One of the world’s largest retail chains, Walmart, which has more than 4,600 stores in the US, is testing autonomous, robotic floor scrubbers in several of its stores, according to QZ.com.
The original, conventional vehicle – usually driven by a human – was built by International Cleaning Equipment, but it has been roboticised by Brain Corporation, which specialises in autonomous vehicles for floor care.
Quartz says Walmart is evaluating the robot in five of its stores, with a view to introducing into more of its stores.
Some of Walmart’s stores are almost 200,000 sq ft, so the company has a lot of floor space to keep clean.
Quartz claims a Walmart spokesperson said the robot tests are part of a “very early proof of concept” stage.
Brain Corp describes itself as an artificial intelligence company specialising in the development of self-driving technology for robots.
The startup company recently closed a funding round in which it raised $114 million.
Leading the investment was SoftBank Vision Fund, the investment art of telecommunications giant SoftBank Group. Earlier investors in Brain Corp included chipmaker Qualcomm.
Dr Eugene Izhikevich, CEO of Brain, says: “At Brain, we believe tomorrow’s robots will be intelligent autonomous machines that take care of us.

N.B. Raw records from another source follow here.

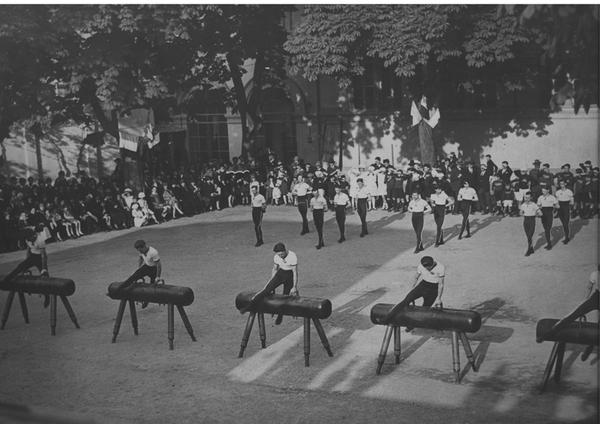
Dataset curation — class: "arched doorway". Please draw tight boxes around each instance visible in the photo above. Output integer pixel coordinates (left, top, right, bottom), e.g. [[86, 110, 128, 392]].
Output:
[[255, 88, 298, 162]]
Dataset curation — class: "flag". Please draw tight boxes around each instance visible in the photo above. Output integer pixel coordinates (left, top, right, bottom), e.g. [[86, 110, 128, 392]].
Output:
[[119, 109, 159, 152]]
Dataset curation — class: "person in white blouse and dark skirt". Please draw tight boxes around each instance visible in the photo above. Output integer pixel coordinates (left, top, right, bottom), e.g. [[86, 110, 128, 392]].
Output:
[[520, 191, 541, 256], [292, 175, 311, 236], [457, 180, 478, 240], [556, 180, 575, 244], [408, 191, 431, 253], [538, 184, 558, 250], [310, 188, 327, 249], [356, 178, 371, 237], [333, 185, 350, 243], [429, 183, 452, 247], [250, 185, 267, 247]]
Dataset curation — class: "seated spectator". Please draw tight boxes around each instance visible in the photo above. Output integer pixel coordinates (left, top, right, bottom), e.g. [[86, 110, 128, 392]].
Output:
[[131, 202, 148, 228]]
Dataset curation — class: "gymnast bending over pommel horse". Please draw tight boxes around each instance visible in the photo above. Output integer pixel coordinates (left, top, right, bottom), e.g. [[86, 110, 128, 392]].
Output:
[[536, 265, 600, 392], [235, 243, 333, 367], [0, 224, 79, 336], [108, 240, 196, 350], [371, 256, 481, 383]]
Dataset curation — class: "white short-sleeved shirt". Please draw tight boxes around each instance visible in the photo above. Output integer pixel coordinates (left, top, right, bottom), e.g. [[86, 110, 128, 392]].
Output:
[[273, 250, 298, 271], [310, 197, 327, 209], [408, 199, 431, 212], [252, 193, 267, 208], [538, 194, 558, 208], [356, 185, 371, 199], [294, 182, 310, 196], [27, 233, 46, 255], [417, 262, 446, 284], [430, 191, 449, 206], [140, 246, 160, 266], [458, 187, 477, 200], [555, 188, 574, 202], [590, 270, 598, 291], [520, 202, 540, 216], [333, 192, 350, 206]]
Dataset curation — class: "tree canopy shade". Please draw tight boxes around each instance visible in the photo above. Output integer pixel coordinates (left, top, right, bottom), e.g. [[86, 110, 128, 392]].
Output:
[[284, 5, 599, 161]]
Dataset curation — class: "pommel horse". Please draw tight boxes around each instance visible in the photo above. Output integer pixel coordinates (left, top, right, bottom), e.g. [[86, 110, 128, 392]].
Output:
[[108, 283, 196, 350], [535, 318, 599, 392], [371, 303, 481, 383], [235, 292, 333, 367], [0, 275, 79, 336]]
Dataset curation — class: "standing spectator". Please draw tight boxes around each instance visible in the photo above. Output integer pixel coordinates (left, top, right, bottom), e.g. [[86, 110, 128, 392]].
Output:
[[538, 185, 558, 250]]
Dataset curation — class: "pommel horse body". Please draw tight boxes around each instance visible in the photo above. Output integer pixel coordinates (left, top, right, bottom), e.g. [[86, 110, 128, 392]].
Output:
[[0, 275, 79, 336], [108, 283, 196, 350], [535, 318, 600, 392], [371, 303, 481, 383], [235, 292, 333, 367]]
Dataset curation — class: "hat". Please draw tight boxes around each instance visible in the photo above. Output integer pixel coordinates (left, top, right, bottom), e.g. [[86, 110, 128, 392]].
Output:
[[421, 256, 434, 268]]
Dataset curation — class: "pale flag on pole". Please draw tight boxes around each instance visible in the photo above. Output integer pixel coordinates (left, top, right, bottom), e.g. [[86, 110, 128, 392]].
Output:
[[410, 100, 423, 127]]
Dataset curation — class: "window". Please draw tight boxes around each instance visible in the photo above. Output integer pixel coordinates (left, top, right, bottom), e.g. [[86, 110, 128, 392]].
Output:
[[188, 114, 229, 163]]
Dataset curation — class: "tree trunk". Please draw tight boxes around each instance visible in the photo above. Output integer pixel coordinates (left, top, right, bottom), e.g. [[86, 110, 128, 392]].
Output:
[[33, 132, 44, 180], [227, 54, 250, 158]]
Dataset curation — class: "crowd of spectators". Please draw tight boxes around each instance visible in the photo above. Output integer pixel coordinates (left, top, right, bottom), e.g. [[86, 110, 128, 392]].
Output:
[[0, 154, 599, 252]]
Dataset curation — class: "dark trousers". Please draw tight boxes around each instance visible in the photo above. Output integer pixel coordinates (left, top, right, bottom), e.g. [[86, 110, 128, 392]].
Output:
[[523, 216, 535, 247], [412, 212, 423, 247], [119, 264, 157, 290], [550, 290, 600, 333], [542, 207, 554, 244], [335, 205, 346, 239], [477, 189, 494, 213], [433, 205, 446, 243], [298, 196, 308, 233], [558, 202, 571, 238], [1, 253, 42, 284], [245, 269, 294, 323], [460, 199, 473, 236], [356, 199, 369, 235], [252, 207, 263, 243], [313, 209, 324, 245], [386, 280, 438, 320]]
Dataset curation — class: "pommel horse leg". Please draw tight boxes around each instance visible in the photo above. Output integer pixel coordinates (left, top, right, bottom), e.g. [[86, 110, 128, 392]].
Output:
[[313, 318, 333, 356], [394, 327, 402, 364], [258, 312, 267, 349], [0, 291, 15, 330], [60, 296, 80, 328], [375, 325, 394, 375], [458, 332, 479, 372], [167, 303, 175, 350], [129, 300, 138, 336], [177, 305, 196, 342], [452, 331, 460, 383], [19, 292, 29, 324], [50, 294, 56, 336], [112, 299, 127, 343], [304, 318, 310, 367], [540, 342, 566, 392], [238, 312, 256, 358]]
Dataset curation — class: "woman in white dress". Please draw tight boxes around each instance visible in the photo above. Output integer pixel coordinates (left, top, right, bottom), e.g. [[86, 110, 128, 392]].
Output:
[[364, 166, 377, 211], [375, 167, 388, 210]]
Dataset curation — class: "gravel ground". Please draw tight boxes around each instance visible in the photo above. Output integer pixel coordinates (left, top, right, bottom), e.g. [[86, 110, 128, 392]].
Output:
[[0, 206, 598, 424]]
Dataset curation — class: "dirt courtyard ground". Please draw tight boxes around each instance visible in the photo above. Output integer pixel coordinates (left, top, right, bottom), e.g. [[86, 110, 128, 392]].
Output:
[[0, 207, 598, 424]]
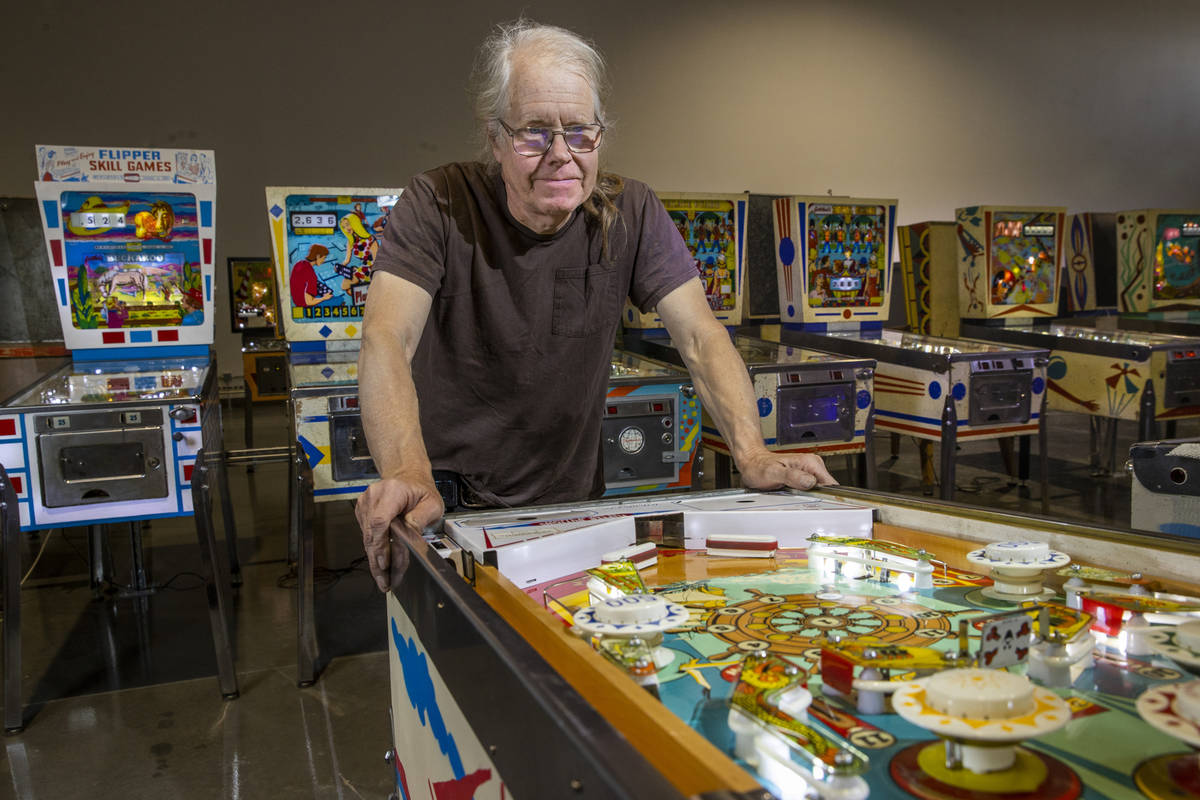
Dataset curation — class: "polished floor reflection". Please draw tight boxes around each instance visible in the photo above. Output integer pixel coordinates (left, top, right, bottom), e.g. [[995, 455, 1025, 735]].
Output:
[[0, 404, 1200, 800]]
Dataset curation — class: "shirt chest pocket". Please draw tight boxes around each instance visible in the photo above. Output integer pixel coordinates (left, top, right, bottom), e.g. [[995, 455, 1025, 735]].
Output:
[[551, 264, 619, 338]]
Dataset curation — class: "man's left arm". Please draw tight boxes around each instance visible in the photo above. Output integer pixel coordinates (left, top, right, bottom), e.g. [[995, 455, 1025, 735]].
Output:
[[658, 281, 838, 489]]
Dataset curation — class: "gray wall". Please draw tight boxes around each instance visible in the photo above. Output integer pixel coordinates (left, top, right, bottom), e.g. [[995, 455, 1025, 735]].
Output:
[[0, 0, 1200, 373]]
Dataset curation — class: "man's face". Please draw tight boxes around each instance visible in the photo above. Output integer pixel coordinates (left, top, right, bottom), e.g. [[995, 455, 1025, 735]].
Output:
[[492, 58, 599, 234]]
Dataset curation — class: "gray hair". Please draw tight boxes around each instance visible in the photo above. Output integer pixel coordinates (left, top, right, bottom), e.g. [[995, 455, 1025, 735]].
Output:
[[472, 19, 608, 163], [472, 19, 625, 258]]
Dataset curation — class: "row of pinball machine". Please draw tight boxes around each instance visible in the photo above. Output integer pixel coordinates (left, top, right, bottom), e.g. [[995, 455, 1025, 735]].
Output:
[[0, 145, 1200, 799]]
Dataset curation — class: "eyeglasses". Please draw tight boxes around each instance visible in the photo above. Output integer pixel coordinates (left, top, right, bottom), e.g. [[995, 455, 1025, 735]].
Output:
[[496, 119, 605, 156]]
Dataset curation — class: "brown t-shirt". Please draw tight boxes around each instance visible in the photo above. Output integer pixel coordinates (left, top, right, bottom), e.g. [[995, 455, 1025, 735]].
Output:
[[373, 163, 696, 506]]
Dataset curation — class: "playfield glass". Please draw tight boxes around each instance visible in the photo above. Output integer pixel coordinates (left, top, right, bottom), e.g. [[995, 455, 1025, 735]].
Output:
[[662, 198, 738, 311], [281, 194, 396, 326], [989, 211, 1058, 306], [805, 203, 888, 308], [1154, 213, 1200, 300], [229, 258, 275, 333], [608, 351, 683, 380], [8, 356, 209, 407], [733, 336, 845, 367], [59, 191, 205, 329]]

“Such robots will be as commonplace as computers and mobile phones are today.
“This funding will allow us to accelerate our mission, and we look forward to collaborating with the SoftBank Vision Fund as a long-term strategic partner.”
Masayoshi Son, CEO of SoftBank Group, says: “Brain is developing truly ground-breaking technology that transforms manually operated machines into autonomous robots.
“Brain’s team is at the forefront of creating the future and a more convenient way of life through technology. We are confident in their success and look forward to seeing them realize their vision.”
Qualcomm Ventures, the investment arm of Qualcomm Incorporated and Brain’s first institutional investor, also invested in the latest funding round. As part of its investment, Qualcomm Ventures will retain a seat on Brain’s board of directors.
Dr Paul Jacobs, who holds a PhD degree in robotics and serves as executive chairman of Qualcomm, says: “Brain applies its world-class AI to transform ordinary machines into smart robots.
“The first application of their technology is already improving performance and reducing costs, generating real benefits for their customers and real revenues for Brain.”
Brain Corp has developed what it describes as a “brain for robots”, an operating system called BrainOS, which contains computer vision, AI libraries and a variety of other tools for programming robots.
One of the company’s products is Emma, which stands for Enabling Mobile Machine Automation. This is an AI system specially designed for commercial floor-cleaning equipment.
The company says it is also developing consumer robots, using Qualcomm’s Snapdragon chips as the platform.
These robots will also use BrainOS, which the company says will lead to “the next generation of consumer robots that will be able to clean, sort, secure, maintain and automate our everyday lives”.